Recession likely to befall the US
Digital investment managers (DIMs) that adopt a low-cost, passive-investment style do not base their investment decisions on short-term market news and movements. But they do have an outlook on the global economy and markets to advise investors on how to prepare for such market conditions.
Three DIMS — Akru, MYTHEO and StashAway — are of the view that financial markets will remain challenging next year. The global economic outlook and market performance will depend on key events, such as slowing inflation and the reopening of China’s economy, which remains uncertain.
Wong Wai Ken, country manager for Malaysia at StashAway, says it is hard to tell when or by how much the US Federal Reserve will start lowering interest rates as inflation in the US is well above its 2% target. On top of that is a tight labour market, which means wage pressures may continue to feed into the overall prices of goods and services.
“It’s not yet crystal clear how high the Fed’s terminal rate [or maximum interest rate] will be and how long the rate will stay there. In fact, a key risk is that markets may be getting ahead of themselves as the fight against inflation isn’t over. The Fed has consistently signalled that rates could stay higher for longer,” he points out.
On China, Wong says the reopening of its economy will face hurdles given its low vaccination rate and the coming winter. “The road to reopening will likely be bumpy. China’s public health system could face more stress in the coming months given the start of winter and low vaccination rate among vulnerable groups like the elderly. This may result in a more managed reopening. What’s more, winter is not a seasonally strong period for economic activity, which means it may take some time for the country’s economic growth to rebound.”
Elsewhere, geopolitical tensions and higher cost of borrowing are also sources of stress for the global economic and market conditions. “In short, we are not out of the woods just yet,” he says.
Tan Hui Koon, director and chief investment officer at Akru, says the Fed’s tightening will likely slow US inflation, but it could stay high for a while. Along the way, its rate hikes are likely to cause a recession, foretold by the current inverted yield curve, which shows investors are paying more for short-term bonds rather than long-term ones.
She says China’s economy is expected to remain weak, but monetary stimulus and the gradual end of its Covid-19 lockdown should allow the country’s growth to recover.
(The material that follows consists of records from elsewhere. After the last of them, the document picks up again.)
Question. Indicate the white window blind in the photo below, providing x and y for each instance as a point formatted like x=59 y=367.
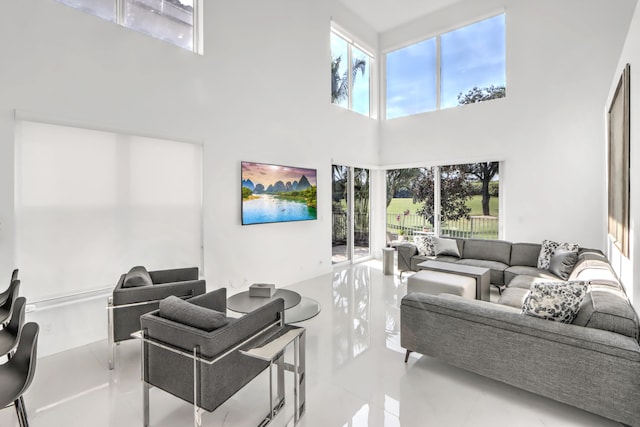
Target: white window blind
x=90 y=205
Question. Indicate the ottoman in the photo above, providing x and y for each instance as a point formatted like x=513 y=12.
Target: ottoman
x=436 y=282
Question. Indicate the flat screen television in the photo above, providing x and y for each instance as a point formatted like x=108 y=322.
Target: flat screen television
x=275 y=193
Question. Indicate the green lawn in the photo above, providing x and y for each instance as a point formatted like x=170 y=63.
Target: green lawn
x=475 y=203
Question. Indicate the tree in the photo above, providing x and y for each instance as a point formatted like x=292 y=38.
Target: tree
x=398 y=179
x=484 y=172
x=340 y=83
x=454 y=193
x=481 y=94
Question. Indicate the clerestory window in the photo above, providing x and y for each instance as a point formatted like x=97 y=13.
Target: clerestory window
x=175 y=21
x=350 y=74
x=463 y=66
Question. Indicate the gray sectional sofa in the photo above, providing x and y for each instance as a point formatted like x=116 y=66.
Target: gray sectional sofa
x=506 y=260
x=592 y=363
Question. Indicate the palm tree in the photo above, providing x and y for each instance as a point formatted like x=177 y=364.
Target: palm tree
x=340 y=84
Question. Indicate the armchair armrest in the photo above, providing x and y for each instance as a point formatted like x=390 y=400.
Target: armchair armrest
x=155 y=293
x=174 y=275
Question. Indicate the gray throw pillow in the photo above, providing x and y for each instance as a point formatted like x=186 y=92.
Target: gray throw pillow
x=557 y=301
x=181 y=311
x=562 y=263
x=448 y=247
x=548 y=248
x=424 y=245
x=136 y=277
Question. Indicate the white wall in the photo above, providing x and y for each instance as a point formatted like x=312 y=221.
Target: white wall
x=260 y=93
x=549 y=128
x=629 y=268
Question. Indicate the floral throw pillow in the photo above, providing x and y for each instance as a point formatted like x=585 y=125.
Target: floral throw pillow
x=549 y=247
x=557 y=301
x=425 y=245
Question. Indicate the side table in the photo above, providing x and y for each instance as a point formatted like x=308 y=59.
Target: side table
x=271 y=352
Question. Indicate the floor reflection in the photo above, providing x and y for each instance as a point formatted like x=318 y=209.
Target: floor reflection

“Given such a backdrop, we expect the Fed funds rate to peak by 2Q2023. This could mean that the super strong US dollar will weaken, which is good for emerging markets, ” she adds.
The general expectation is that stocks could take a dip when the US enters a recession next year. But market movements are hard to predict as markets and economies do not always correlate and financial markets are forward looking.
Her advice to investors is to apply dollar cost averaging or invest more when the markets crash. “I view a down market as a very good opportunity for long-term investors. If you are unsure about your views, buy when the markets are having a correction. Also remember to diversify into different asset classes and currencies.”
Ronnie Tan, CEO of GAX MD Sdn Bhd, which operates MYTHEO, expects the current market volatility to extend into next year given that the outlook on inflation, interest rates and global economic growth remain very uncertain.
“Many investors have never experienced this kind of market and we expect there to be big reactions to new information, positive and negative, being churned out. In such a market, we recommend that investors stay invested by keeping an appropriate level of diversification. They should not try to time the market,” he says.